Assessment of driving ability should be made after diagnosis with particular attention paid to visuo-spatial, visuo-perceptual, and executive abilities (Good Practice Point). Advice either to allow driving, but to review after an interval, to cease driving, or to refer for retesting should be given (Good Practice Point) (Adler & Rottunda, 2011).
Evidence Classification Scheme for a Diagnostic Measure
Class I: A prospective study in a broad spectrum of persons with the suspected condition, using a 'gold standard' for case definition, where the test is applied in a blinded evaluation, and enabling the assessment of appropriate tests of diagnostic accuracy
Class II: A prospective study of a narrow spectrum of persons with the suspected condition, or a well-designed retrospective study of a broad spectrum of persons with an established condition (by 'gold standard') compared to a broad spectrum of controls, where test is applied in a blinded evaluation, and enabling the assessment of appropriate tests of diagnostic accuracy
Class III: Evidence provided by a retrospective study where either persons with the established condition or controls are of a narrow spectrum, and where test is applied in a blinded evaluation
Class IV: Any design where test is not applied in blinded evaluation OR evidence provided by expert opinion alone or in descriptive case series (without controls)
Evidence Classification Scheme for a Therapeutic Intervention
Class I: An adequately powered prospective, randomized, controlled clinical trial with masked outcome assessment in a representative population or an adequately powered systematic review of prospective randomized controlled clinical trials with masked outcome assessment in representative populations.

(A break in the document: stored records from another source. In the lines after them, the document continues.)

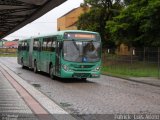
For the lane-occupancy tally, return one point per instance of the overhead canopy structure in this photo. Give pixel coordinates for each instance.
(15, 14)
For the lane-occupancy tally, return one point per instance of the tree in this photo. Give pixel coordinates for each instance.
(138, 24)
(95, 20)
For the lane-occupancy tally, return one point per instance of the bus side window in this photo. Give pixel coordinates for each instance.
(49, 42)
(44, 44)
(35, 44)
(53, 46)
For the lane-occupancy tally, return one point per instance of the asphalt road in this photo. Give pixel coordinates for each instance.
(106, 95)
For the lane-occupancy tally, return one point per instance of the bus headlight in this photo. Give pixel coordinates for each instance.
(65, 67)
(97, 68)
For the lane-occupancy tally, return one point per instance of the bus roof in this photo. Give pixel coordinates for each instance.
(60, 33)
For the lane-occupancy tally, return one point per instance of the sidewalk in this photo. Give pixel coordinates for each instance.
(20, 100)
(12, 106)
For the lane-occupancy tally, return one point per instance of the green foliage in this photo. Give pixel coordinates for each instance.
(95, 20)
(138, 24)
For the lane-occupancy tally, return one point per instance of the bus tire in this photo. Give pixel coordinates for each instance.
(35, 67)
(22, 63)
(84, 79)
(51, 71)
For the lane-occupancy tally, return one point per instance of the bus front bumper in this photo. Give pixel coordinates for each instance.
(72, 74)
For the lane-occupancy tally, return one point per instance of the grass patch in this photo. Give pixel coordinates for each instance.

The following are required:
- Randomization concealment
- Primary outcome(s) is/are clearly defined
- Exclusion/inclusion criteria are clearly defined
- Adequate accounting for dropouts and crossovers with numbers sufficiently low to have minimal potential for bias
- Relevant baseline characteristics are presented and substantially equivalent among treatment groups or there is appropriate statistical adjustment for differences
Class II: Prospective matched-group cohort study in a representative population with masked outcome assessment that meets a–e above or a randomized, controlled trial in a representative population that lacks one criteria a–e
Class III: All other controlled trials (including well-defined natural history controls or patients serving as own controls) in a representative population, where outcome assessment is independent of patient treatment
Class IV: Evidence from uncontrolled studies, case series, case reports, or expert opinion
Rating of Recommendations for a Diagnostic Measure
Level A rating (established as useful/predictive or not useful/predictive) requires at least one convincing class I study or at least two consistent, convincing class II studies.
Level B rating (established as probably useful/predictive or not useful/predictive) requires at least one convincing class II study or overwhelming class III evidence.
Level C rating (established as possibly useful/predictive or not useful/predictive) requires at least two convincing class III studies.
Good Practice Points (GPP) Where there was a lack of evidence, but clear consensus, good practice points are provided.
Rating of Recommendations for a Therapeutic Intervention
Level A rating (established as effective, ineffective, or harmful) requires at least one convincing class I study or at least two consistent, convincing class II studies.
Level B rating (probably effective, ineffective, or harmful) requires at least one convincing class II study or overwhelming class III evidence.
Level C rating (possibly effective, ineffective, or harmful) requires at least two convincing class III studies.
Good Practice Points (GPP) Where there was a lack of evidence, but clear consensus, good practice points are provided.